Ambulancedienst ZHZ ziet af van elektrische ambulance
Regio – Het verder testen van een volledig elektrische spoedambulance in de regio Zuid-Holland Zuid gaat voorlopig niet door. Deze week heeft de Ambulancedienst Zuid-Holland Zuid besloten om de bestelling van dit type voertuig stop te zetten. Directeur Hans Janssen legt uit: “Helaas is er onverwachts twijfel ontstaan over de topsnelheid die deze ambulance kan halen. Die snelheid lijkt niet genoeg om de hoogwaardige, veilige acute zorg te kunnen waarborgen. Een spoedambulance moet snel genoeg kunnen rijden.”

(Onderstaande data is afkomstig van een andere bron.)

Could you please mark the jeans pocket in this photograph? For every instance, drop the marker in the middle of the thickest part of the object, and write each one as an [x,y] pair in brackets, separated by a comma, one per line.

Vorig jaar kondigde de ambulancedienst vol trots aan dat ze een elektrische ambulance wilden toevoegen aan hun vloot van twintig voertuigen. Janssen zegt: “We wilden zelf ervaren wat elektrisch rijden ons kan bieden met een volledig uitgeruste, zware ALS-ambulance. Dit zagen we als een volgende stap, vooral omdat we al met succes een elektrische, maar veel lichtere Rapid Responder en twee elektrische dienstwagens in gebruik hebben genomen. Die werken en presteren trouwens helemaal naar verwachting.”
Bestelling geannuleerd
Toch komt de volgende stap, ondanks de enthousiaste voorbereidingen, voorlopig niet. “We zouden het voertuig – dat nog grotendeels gebouwd moet worden – eventueel nog kunnen afnemen en anders inzetten, bijvoorbeeld voor niet-spoedeisend vervoer van patiënten op afspraak. Maar dat was niet de bedoeling van de pilot: het ging juist om ervaring opdoen met spoedvervoer en elektrisch rijden. Daarom hebben we besloten de bestelling te annuleren. Het snel kunnen bereiken en vervoeren van een patiënt in nood blijft altijd ons hoogste prioriteit.”
Teleurstellend
Tijdens de proef was er veel aandacht voor de actieradius. Bij de overgang naar elektrisch rijden is dat momenteel een belangrijk punt voor alle elektrische bedrijfswagens. “Dat het zou afhangen van de maximum snelheid, hadden we niet voorzien,” sluit Janssen af. “Het is teleurstellend, maar we hopen dat er snel een beter moment komt met meer zekerheden om alsnog elektrisch met spoed te gaan proefrijden. Tot die tijd blijven we ons richten op andere gebieden – zoals gebouwen, afval en medische spullen – om onze bedrijfsvoering zo groen en duurzaam mogelijk te maken.”